Monitoring for field data circuit breaker

We have an ES cluster that is having issues where it is hitting the field data breaker over and over after running with out problems for weeks. Clearing the cache appears to tempoarly resolve the issue but then it comes back again.

 [FIELDDATA] New used memory 12843300526 [11.9gb] from field [timeStamp] would be larger than configured breaker: 12843063705 [11.9gb], breaking 

The cluster has 4 data nodes, 7 indices with 1.05 TB of data & 4.2 billion documents.

  • Elasticsearch 1.7.5
  • Java

Currently using the defaults for field data breaker settings.

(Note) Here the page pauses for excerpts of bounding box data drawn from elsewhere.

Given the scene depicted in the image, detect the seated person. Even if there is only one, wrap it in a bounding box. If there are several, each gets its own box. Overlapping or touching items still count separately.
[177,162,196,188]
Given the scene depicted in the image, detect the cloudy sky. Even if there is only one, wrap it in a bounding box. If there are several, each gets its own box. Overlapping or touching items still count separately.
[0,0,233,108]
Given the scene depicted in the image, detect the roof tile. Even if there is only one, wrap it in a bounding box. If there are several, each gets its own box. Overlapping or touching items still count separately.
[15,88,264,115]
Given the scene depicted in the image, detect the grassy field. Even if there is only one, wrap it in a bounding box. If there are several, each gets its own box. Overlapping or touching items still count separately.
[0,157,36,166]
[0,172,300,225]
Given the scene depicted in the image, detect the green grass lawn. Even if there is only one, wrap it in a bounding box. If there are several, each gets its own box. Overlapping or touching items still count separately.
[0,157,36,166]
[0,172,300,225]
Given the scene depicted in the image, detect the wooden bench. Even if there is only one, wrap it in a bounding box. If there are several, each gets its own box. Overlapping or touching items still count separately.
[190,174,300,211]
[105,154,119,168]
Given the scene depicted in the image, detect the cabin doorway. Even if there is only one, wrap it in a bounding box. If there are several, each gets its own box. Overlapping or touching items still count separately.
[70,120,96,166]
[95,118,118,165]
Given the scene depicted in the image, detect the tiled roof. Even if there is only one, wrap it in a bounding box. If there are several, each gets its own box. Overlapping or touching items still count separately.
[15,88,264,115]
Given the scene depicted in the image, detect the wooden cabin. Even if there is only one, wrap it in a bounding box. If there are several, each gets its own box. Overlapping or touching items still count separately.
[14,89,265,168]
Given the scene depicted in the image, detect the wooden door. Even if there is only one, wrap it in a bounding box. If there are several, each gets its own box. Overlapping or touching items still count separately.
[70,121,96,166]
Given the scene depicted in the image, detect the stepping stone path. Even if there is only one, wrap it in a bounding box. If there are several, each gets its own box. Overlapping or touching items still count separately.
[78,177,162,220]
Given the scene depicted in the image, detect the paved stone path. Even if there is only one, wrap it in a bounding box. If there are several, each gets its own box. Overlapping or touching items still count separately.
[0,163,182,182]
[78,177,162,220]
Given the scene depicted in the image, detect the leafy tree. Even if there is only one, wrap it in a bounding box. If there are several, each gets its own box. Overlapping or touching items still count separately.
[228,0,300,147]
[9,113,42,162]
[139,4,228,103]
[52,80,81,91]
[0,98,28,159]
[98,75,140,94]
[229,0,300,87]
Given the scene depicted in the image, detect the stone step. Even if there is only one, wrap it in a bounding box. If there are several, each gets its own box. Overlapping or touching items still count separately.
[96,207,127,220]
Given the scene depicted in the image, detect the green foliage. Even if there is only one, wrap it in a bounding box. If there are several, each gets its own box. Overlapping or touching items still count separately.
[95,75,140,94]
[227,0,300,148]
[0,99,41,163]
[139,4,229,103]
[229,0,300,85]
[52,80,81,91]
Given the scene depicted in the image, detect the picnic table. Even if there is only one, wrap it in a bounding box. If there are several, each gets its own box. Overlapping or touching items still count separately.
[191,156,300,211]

I want to know when the breaker is being approached so I can flush the cache, or at least know immediately when it's happening. I think I can watch localhost:9200/_nodes/stats/breaker's breakers/fielddata/tripped to see when it's > 0 but was wondering if anyone could give me a leading indicator instead of having to wait for the situation to occur?

I tried to set indices.fielddata.cache.size on these nodes but it had a massive impact on query performance. Not sure how to address this the "right" way.

You cannot predict this because it is based on the queries coming in.

You can monitor for when it occurs though...both knowing immediately when it happens and being able to see the same from a historical point of view will help troubleshoot the problem.